PHOENIX – Commuting between the West Valley and downtown Phoenix can be a grind due to heavy traffic on Interstate 10. With construction underway on connections between I-10 and the Loop 202 South Mountain Freeway, there’s even more reason for motorists to consider alternative ways of getting where they need to be.
With October designated as Rideshare Month, the Arizona Department of Transportation and Valley Metro are encouraging those who travel regularly along I-10 in the West Valley to leave their cars at home and take the bus, carpool, vanpool, ride a bike, walk or work from home.
While lane restrictions and extended closures for South Mountain Freeway construction aren’t scheduled during rush hours along I-10, this stretch of freeway is the most-traveled in the state with approximately 200,000 vehicles using it per day.
There’s also a reduced speed limit of 55 mph through the construction zone between 43rd and 75th avenues as ADOT completes improvements for the South Mountain Freeway project.
“While capacity has not been reduced on I-10 through the South Mountain Freeway work zone, the lanes are narrower and traffic has been shifted to provide a safe work zone for the I-10 widening improvements that are part of the South Mountain Freeway project,” said Rob Samour, ADOT’s senior deputy state engineer for major projects. “Obeying the speed limit, paying attention and not driving distracted in the work zone are absolutely necessary as we look forward to providing motorists an alternative to I-10 when traveling between the East Valley and West Valley.”
Recently, South Mountain Freeway project team members participated in a Valley Metro webinar to transportation coordinators representing hundreds of large Valley businesses. Topics included an overview of current construction, upcoming traffic restrictions and the need to consider commuting alternatives.

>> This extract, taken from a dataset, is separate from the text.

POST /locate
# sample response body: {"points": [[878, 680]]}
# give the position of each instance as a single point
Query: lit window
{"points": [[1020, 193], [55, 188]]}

“Rideshare Month offers a great opportunity to make a change in your daily commute if you drive solo. Thousands of Maricopa County residents are supporting clean air initiatives and relieving daily commute stress by being in a carpool, vanpool or riding the bus or train to work,” said Scott Smith, Valley Metro CEO. “Reducing the amount of cars on our freeways, or avoiding the commute altogether by working from home, brings home many personal and community benefits.”
For more information on ridesharing, including looking for existing carpools and vanpools you can join and transit options, please visit ShareTheRide.com.
The South Mountain Freeway will provide a long-planned direct link between the East Valley and West Valley and a much-needed alternative to I-10 through downtown Phoenix. Approved by Maricopa County voters in 1985 and again in 2004 as part of a comprehensive regional transportation plan, the South Mountain Freeway will complete the Loop 202 and Loop 101 freeway system in the Valley.